Should We Use Only ASA, Only WAS, Or Both ?

This is one of the main questions our time made during the solution design. In order to contextualize, the Application Server Agent (ASA) is a SiteMinder component responsible for integrating the Application Server with the SiteMinder Server. CA provides specific ASA distributions for each of the major application servers in the market, in our case, Oracle WebLogic Server 11g. The ASA is usually a package of some java libraries and some JAAS components to deploy to the application server. The Web Server Agent (WSA) is another SiteMinder component responsible for integrating the Web Server with the SiteMinder Server.

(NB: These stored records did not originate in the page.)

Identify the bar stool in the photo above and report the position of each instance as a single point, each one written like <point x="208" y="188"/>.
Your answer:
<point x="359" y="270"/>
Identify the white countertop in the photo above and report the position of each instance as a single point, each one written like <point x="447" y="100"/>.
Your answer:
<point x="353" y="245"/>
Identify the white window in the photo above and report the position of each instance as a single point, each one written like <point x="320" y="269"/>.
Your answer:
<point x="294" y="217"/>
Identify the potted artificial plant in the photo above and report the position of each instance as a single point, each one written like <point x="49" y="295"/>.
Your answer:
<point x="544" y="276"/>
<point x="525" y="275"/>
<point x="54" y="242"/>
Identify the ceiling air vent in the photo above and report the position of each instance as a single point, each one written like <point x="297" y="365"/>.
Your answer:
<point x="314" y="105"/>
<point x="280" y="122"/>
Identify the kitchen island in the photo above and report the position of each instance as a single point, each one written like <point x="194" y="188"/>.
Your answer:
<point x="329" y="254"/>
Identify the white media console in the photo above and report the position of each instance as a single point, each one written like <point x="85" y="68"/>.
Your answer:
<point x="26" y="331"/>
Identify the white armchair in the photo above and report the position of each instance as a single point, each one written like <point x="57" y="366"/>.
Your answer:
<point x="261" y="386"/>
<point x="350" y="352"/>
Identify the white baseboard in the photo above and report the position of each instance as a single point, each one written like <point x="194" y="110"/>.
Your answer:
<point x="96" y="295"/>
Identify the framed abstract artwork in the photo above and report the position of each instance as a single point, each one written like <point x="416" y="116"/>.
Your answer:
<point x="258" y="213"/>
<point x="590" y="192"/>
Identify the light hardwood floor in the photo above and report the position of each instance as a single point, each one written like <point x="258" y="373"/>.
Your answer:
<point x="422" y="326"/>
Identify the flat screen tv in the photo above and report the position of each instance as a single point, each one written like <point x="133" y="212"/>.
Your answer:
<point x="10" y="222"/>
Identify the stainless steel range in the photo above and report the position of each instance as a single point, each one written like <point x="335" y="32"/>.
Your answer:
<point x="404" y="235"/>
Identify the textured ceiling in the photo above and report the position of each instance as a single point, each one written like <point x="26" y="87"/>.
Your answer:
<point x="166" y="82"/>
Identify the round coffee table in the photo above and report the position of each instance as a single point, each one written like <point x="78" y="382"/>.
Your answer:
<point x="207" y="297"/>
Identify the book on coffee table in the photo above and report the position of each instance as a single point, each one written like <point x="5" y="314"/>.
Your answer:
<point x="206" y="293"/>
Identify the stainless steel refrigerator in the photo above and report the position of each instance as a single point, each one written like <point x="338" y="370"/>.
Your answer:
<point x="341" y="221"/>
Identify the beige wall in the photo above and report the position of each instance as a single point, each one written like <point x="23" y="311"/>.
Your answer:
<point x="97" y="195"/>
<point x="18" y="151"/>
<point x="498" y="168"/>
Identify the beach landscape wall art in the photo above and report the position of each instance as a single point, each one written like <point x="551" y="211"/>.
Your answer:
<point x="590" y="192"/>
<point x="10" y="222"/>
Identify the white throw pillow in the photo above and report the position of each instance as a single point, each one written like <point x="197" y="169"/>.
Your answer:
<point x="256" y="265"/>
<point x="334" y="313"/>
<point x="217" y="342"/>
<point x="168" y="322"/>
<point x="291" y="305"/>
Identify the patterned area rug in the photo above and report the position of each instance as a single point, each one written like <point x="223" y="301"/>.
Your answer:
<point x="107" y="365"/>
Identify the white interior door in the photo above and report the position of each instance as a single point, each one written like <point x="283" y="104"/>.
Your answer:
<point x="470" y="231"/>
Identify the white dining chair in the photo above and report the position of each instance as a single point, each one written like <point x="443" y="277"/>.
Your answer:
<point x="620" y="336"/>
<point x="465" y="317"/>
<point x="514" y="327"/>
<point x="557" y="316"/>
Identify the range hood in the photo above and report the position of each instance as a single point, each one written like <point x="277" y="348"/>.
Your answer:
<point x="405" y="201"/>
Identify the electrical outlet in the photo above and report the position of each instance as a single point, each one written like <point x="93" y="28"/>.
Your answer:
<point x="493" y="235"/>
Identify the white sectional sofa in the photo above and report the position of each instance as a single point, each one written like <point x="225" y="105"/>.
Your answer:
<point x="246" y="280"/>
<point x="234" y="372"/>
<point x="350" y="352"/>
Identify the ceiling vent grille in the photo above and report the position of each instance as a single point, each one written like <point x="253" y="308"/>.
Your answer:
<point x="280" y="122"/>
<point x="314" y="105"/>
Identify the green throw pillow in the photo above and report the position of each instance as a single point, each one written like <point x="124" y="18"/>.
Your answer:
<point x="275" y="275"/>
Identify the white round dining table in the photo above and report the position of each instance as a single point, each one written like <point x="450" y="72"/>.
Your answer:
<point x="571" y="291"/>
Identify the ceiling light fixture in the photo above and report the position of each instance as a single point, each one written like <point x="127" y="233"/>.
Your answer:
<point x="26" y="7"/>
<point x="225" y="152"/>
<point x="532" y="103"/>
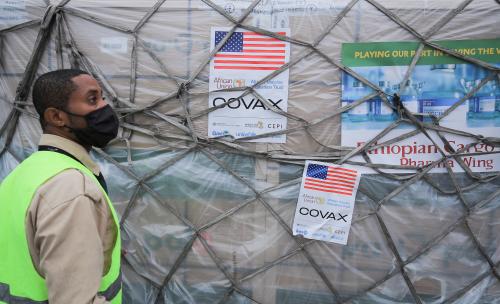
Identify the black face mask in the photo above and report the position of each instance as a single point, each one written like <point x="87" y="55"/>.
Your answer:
<point x="102" y="127"/>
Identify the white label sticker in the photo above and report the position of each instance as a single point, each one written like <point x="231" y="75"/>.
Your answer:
<point x="326" y="202"/>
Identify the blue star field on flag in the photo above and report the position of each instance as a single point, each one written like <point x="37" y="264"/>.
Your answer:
<point x="233" y="44"/>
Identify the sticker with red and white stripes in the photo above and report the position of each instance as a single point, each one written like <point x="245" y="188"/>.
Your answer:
<point x="245" y="50"/>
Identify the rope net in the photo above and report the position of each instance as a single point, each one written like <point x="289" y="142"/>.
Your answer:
<point x="208" y="220"/>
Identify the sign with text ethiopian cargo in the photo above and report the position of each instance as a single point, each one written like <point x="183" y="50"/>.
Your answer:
<point x="245" y="59"/>
<point x="326" y="202"/>
<point x="437" y="82"/>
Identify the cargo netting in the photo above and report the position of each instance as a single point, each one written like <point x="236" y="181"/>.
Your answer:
<point x="208" y="220"/>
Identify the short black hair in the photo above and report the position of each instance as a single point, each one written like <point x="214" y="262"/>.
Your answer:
<point x="53" y="89"/>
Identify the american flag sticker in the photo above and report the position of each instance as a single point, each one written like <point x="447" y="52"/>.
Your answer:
<point x="330" y="179"/>
<point x="325" y="206"/>
<point x="245" y="50"/>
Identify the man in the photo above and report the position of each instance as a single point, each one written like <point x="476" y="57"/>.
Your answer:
<point x="59" y="234"/>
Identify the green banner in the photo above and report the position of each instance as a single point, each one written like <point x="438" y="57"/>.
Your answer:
<point x="401" y="53"/>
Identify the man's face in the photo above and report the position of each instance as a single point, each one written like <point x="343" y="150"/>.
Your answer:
<point x="85" y="99"/>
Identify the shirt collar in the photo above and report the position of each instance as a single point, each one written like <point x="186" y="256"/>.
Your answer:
<point x="73" y="148"/>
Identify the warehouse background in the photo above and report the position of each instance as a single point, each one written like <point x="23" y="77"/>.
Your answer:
<point x="209" y="220"/>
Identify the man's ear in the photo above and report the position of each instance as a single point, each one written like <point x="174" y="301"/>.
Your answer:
<point x="55" y="117"/>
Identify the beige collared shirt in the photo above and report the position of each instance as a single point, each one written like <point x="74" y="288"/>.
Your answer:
<point x="70" y="230"/>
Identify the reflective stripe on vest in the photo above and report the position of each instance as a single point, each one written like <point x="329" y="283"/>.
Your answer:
<point x="19" y="280"/>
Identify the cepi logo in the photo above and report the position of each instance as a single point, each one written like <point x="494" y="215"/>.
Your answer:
<point x="259" y="124"/>
<point x="313" y="199"/>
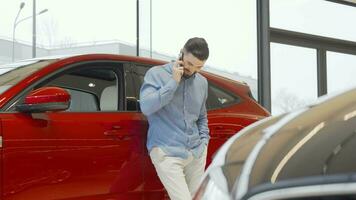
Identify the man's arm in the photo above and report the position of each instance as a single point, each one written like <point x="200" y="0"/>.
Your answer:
<point x="203" y="122"/>
<point x="152" y="96"/>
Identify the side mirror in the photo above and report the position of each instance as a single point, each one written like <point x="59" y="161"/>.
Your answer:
<point x="45" y="99"/>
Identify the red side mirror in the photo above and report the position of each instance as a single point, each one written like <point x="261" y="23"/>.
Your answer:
<point x="45" y="99"/>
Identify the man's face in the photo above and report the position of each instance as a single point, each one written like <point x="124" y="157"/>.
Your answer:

There are also specific WSA distributions for the main web servers, most commonly Apache, or in our case, Oracle HTTP Server 11g, which is much similar to Apache.

Well, if you deploy only the ASA and make some tests, it will look like you site is protected. By the other hand, if you deploy only the WSA it will look like your site is protected also. But when you go deep in the tests, you will notice that you need the both of them.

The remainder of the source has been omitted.